An article on doubles mode in DDR might be interesting in HN's sense, or it might not. If it were just a basic tutorial, that probably wouldn't be—tutorials are useful to people who are working on a specific task, but have little appeal to the general reader. If, on the other hand, it went into the design of doubles mode, the history of it, why it is the way it is, what makes it harder than you might expect, clever things that have been discovered about it—all of that would be on topic. Something that could go either way might be a story about, say, a couple who met because they were good at doubles mode in DDR. That would depend on how good an article it was.
This is important because the kind of story that gets excluded this way—i.e. the kind that people find interesting but assume is not "hacker-related" enough—can often be the best kind of HN submission. Why? Because it's unexpected. It's the one you can't predict from any sequence.
(Edit: Unpredictability isn't the only quality that matters, but it's the rarest. Actually, maybe it is the only quality that matters. For a while I was thinking otherwise, because a front page consisting of random numbers would be unpredictable, but not interesting to read. On the other hand, it's unpredictable only along one axis. From another point of view it would be fully predictable: random numbers again?)
Keep in mind that finding something interesting isn't the same as liking it.

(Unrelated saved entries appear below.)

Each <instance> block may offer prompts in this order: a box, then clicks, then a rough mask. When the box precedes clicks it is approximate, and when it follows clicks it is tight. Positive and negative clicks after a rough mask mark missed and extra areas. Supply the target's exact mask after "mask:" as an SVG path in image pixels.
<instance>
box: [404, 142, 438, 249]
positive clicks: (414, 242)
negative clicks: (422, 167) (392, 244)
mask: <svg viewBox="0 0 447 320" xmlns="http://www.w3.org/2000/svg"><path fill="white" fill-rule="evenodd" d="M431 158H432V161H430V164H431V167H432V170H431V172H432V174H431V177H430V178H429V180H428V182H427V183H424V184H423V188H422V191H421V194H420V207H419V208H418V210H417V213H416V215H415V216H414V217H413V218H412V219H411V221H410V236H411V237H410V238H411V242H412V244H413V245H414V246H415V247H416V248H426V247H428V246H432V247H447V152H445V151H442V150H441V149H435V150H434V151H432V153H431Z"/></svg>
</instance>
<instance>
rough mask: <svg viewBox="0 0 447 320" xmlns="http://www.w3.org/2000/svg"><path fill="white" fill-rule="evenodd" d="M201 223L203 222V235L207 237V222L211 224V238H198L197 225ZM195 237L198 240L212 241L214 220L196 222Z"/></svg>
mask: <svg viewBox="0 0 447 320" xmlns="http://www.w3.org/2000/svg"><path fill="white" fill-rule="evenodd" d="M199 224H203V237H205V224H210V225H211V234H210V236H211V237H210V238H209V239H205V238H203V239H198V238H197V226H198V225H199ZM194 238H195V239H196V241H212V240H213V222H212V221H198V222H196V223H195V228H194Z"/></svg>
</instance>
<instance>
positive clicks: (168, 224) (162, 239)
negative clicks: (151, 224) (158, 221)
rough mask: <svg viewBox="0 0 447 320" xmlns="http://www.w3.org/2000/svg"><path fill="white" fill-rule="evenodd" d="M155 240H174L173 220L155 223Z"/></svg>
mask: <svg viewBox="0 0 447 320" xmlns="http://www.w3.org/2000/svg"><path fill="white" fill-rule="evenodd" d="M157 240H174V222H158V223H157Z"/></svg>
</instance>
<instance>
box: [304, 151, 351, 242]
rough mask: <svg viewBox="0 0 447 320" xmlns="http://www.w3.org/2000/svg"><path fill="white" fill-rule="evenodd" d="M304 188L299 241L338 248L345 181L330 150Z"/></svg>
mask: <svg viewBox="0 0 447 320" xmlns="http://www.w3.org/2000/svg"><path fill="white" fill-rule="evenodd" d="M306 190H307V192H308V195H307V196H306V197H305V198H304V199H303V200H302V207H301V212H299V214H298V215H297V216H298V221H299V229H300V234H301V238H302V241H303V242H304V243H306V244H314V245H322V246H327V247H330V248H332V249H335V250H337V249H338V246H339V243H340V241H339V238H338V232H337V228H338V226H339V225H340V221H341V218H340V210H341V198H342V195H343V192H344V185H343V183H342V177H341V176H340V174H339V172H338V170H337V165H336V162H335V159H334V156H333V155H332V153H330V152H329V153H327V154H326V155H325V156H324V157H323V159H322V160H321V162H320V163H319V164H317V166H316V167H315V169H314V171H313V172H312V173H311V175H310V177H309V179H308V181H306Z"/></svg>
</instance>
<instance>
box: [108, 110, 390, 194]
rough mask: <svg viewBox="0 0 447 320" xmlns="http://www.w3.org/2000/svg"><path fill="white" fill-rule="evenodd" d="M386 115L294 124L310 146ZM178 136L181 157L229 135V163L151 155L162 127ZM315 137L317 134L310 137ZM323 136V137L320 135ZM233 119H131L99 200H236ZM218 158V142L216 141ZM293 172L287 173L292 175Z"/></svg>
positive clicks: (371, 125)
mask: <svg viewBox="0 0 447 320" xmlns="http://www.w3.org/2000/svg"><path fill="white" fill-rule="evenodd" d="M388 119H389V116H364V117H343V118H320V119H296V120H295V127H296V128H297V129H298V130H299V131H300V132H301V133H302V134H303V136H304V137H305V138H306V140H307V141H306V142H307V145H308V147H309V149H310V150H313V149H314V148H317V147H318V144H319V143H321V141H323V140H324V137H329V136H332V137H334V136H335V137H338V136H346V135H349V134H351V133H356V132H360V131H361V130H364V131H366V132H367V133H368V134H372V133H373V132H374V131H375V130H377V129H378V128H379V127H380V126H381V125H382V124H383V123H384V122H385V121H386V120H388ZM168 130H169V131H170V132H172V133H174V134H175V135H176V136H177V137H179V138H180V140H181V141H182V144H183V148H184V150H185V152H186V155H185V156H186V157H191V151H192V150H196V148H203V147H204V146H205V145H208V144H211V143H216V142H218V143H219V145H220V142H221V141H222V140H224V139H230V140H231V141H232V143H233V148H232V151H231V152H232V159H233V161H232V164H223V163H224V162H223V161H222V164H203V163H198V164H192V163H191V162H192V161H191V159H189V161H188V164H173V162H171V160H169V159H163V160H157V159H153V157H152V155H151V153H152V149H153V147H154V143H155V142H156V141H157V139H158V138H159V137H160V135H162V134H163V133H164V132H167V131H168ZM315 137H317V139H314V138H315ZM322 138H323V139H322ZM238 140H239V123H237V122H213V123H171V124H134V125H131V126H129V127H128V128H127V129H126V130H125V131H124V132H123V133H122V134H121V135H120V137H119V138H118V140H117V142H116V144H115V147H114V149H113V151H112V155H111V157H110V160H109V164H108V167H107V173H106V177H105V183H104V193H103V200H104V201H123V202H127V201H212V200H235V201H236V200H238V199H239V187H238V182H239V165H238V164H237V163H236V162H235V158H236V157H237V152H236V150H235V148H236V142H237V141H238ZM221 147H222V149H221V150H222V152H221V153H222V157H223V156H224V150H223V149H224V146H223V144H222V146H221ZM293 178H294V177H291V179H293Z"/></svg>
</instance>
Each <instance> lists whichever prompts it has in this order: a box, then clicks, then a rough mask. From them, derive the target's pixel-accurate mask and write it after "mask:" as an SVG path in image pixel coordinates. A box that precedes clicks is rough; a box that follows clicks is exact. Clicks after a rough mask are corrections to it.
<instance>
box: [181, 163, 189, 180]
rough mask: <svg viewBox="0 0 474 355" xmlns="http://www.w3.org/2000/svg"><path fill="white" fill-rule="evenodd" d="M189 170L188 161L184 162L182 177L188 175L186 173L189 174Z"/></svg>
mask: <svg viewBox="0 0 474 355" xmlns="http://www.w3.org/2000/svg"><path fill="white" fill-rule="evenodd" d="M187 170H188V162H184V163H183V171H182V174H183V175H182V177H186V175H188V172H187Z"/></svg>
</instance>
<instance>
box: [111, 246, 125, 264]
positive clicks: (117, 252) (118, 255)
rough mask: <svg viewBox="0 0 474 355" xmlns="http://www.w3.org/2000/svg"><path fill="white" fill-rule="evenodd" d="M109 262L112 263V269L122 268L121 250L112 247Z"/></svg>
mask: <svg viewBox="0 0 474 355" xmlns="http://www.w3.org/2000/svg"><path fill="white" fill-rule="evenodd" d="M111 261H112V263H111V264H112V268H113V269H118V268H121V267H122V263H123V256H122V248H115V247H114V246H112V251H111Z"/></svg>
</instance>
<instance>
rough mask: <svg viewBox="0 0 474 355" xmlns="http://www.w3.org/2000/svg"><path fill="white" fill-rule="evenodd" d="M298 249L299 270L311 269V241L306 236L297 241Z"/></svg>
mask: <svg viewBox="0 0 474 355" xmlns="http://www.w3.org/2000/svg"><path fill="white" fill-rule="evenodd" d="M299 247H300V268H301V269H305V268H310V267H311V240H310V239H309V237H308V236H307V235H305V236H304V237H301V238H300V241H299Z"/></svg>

Also, when we say "interesting" we mean intellectual interest, not all kinds of interest or curiosity. For example, there is social curiosity (the sort that powers celebrity gossip). There is political curiosity (wanting to know how one's side is doing against the other side). There is sexual curiosity (no comment needed). These things all have their place, but not here. On the other hand, there can also be overlap with intellectual curiosity, in which case it's fine, though the bar is higher in some cases than others.
> The key phrase is: anything that gratifies one's intellectual curiosity.
> we mean intellectual interest, not all kinds of interest
> For example, there is social interest (the sort of thing that leads to celebrity gossip).
> These things all have their place, but not here.
I'd challenge the idea that this got upvoted for intellectual interest or that it belongs here.
> I'd challenge the idea that this got upvoted for intellectual interest
Of course we can only guess about that. No doubt the users who flagged the article feel the same way as you. On the other hand, I disagree because I can feel it touching my own intellectual curiosity: it's extraordinary that a 5-year-old could and would do that. Yes it's strongly sentimental, which is not usually our thing here, but it's important for HN to have the occasional story in that overlapping part of the Venn diagram.
This is one of the cases where a moderator's individual taste affects the site. Is that fair? No it is not, but there's an interesting reason to do it anyway: you need some sort of individual judgment affecting the site, in order to prevent it from converging into the brown noise of everyone-put-together. A system like HN can get itself into a rut otherwise, becoming too predictable and too common-denominator. I don't think that I'm the best individual to supply the perturbations; it's just that someone needs to, and for whatever reason I ended up in that role. Since this function is about bumping the system out of its grooves, sort of like the mutations in a genetic algorithm, it probably doesn't matter that much if I do a fabulous job on that point. I just need to not suck at it, and if that were the case, HN would probably be screwed for more significant reasons.